Perinçek'in Elips TV'ye yaptığı açıklamalar şu şekilde:
TÜSİAD açıklaması ABD ve İsrail cephesinden yapılan bir konuşmadır. Bu konuşmada Türkiye’nin bölünmesi tehlikesi yok, Devlet Bahçeli’nin yapmış olduğu yeni açılım yok, Türkiye’nin neoliberal ekonomisinin getirdiği felaketler üzerine bir şey yok. TÜSİAD yöneticilerinin bütün şikayetleri, Türkiye’nin kayyumlar ile ilgili vatan bütünlüğü, ülkenin birliği konularındaki uygulamalarını hedef alan bir konuşma.
Bu konuşma AK Parti ve MHP ile buluştukları noktaları da ifade ediyor. Bir yandan Cumhur İttifakı’nı çok eleştiriyormuş gibi görünüyor ama diğer taraftan iktidarın maliye ve ekonomi politikalarını benimsediklerini açıkça ifade ediyor.
Devlet Bahçeli ile onun ABD – İsrail projesi içerisindeki açılımıyla tam bir beraberlik var konuşmada.
Türkiye’de Cumhuriyet Halk Partisi yönetimini ve aynı zamanda DEM Partisi ve PKK’nın Türkiye hükümetine ne kadar yönelttiği eleştiri varsa onları da paylaşıyor.
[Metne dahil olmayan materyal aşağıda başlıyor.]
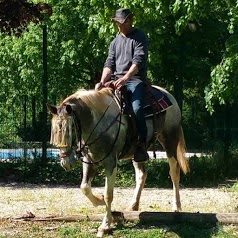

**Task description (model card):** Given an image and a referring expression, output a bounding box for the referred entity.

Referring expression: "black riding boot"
[134,142,149,162]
TÜSİAD açıklaması kiminle buluşuyor?
ABD ve İsrail’in ekonomi politikaları ve Kürdistan politikalarıyla dolayısıyla Devlet Bahçeli ile buluşuyor.
ABD ve İsrail’in Suriye’yi işgalinde bizim iktidarımızın çok büyük bir katkısı var
Devlet Bahçeli kalkmış PKK’yı muhatap kabul etmiş. Dolayısıyla da yeni bir açılım yapmıştır. Hemen bunun arkasından ABD ve İsrail’in Suriye’yi işgali gelmiş. ABD ve İsrail’in Suriye’yi işgalinde bizim iktidarımızın çok büyük bir katkısı var. ABD ve İsrail güneyimizi istikrarsızlaştırdılar. Güneyimizde PKK’nın sözde Kürt devletçiğini aslında İsrail’in bir parçasını kurmasının yolunu açtılar. Devlet Bahçeli’nin açılımı Suriye’nin bölünmesine giden süreç ile tamamen bağlantılı gözüktü. PKK, Devlet Bahçeli üzerinden muhatap hale getirilmiştir. Maalesef AK Parti iktidarı Devlet Bahçeli’nin arkasından sürükleniyor.
Kürt sorunu olarak adlandırılan sorun Bahçeli’nin açıklaması ile kuvvet mi kazanıyor?
Kürt sorunu demokratik haklar açısından Türkiye’de çözüldü. Ancak PKK’yı getirip meclisin kürsüsüne getirip çıkartırsanız, bu demokratik hakların ötesinde Türkiye Devleti’nin demokrasisini de tehdit eden bir mecraya girmiş demektir.